The main difference, and this really is the crux, is that in genotyping, you're assessing SNPs that are known. So, usually to be able to assess that, you're depending on common SNPs, and the common SNP-common disease hypothesis — that common disease is caused by common SNPs. If that's the case, I'd say there's no advantage to a resequencing approach over a genotyping approach.

[That hypothesis] will be true in some cases — there are no questions about that. What is also true — and there are no questions about this either — is that sometimes there are going to be rare or heterogeneous [variants]. And what we learn in genetics is, if it's possible, it will happen.

What a resequencing approach allows you, is to be able to be hypothesis-free about the allele frequency spectrum of the disease-causing variants are. It will identify if it's common, rare, or heterogeneous.

What disease areas is this resequencing best suited to studying? As a diagnostic?

We really don't know. I thought autism would be a good one, I still think it's a good one.
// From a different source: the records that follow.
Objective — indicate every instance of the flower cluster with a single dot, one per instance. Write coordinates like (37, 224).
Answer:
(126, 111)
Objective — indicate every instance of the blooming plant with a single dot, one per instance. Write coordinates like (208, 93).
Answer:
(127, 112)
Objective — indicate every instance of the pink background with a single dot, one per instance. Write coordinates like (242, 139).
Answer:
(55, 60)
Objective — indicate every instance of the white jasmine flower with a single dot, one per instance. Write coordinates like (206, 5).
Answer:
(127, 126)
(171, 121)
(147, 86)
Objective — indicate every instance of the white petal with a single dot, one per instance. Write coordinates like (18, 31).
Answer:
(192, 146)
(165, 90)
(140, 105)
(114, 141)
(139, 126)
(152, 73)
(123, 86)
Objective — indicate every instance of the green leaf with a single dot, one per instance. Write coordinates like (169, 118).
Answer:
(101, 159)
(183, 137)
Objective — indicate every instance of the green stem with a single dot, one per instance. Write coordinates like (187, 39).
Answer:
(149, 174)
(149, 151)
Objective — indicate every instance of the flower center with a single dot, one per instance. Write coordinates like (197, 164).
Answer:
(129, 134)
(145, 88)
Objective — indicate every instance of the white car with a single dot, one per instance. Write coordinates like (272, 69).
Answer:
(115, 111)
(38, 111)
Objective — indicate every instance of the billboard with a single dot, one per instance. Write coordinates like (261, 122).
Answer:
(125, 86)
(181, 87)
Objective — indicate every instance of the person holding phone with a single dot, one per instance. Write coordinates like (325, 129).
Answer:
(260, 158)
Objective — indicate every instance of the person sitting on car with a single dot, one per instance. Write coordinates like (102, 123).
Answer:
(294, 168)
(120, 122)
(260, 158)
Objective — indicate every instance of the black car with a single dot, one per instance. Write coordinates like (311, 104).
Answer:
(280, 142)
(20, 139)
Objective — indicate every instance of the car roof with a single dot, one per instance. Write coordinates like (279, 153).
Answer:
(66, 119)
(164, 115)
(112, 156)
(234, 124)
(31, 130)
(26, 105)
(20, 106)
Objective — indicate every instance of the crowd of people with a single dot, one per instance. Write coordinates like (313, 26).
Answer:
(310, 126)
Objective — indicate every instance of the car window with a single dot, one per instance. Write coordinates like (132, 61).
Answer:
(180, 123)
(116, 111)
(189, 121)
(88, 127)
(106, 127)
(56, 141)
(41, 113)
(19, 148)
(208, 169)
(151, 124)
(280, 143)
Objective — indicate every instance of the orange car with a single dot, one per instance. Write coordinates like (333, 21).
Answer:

Because it's so complicated?

Because it's so complicated, because it's kind of a rare disease. It could be a common disease, though, like diabetes, or cardiovascular disease, or just being overweight. In all these [it has] been shown that rare variants do cause them.

I think one more interesting thing would be pharmacogenetics. If you think about disease genetics — breast cancer, heart disease, whatever — we know what the biological signal magnitude can be, because people have done linkage analysis for many years, and we know what kind of results they got. Which is basically that the signal is not that strong, so they can be caused by a common allele that is not very penetrant, or a rare allele that is more penetrant.

In pharmacogenetics, we don't know that. You can potentially have Mendelian situations — you can have some variants that, if you have it, you have the side effect, if you don't have it, you don't have the side effect.

My point is that when you're dealing with pharmacogenetics, you have a small patient number, usually. Therefore, your only chance of finding it is if it's highly penetrant. If it's not, you have really very little chance to identify it. It is possible that we may be able to identify those rare, highly penetrant alleles that may relate to pharmacogenetic phenotypes in a large screening of many candidate genes.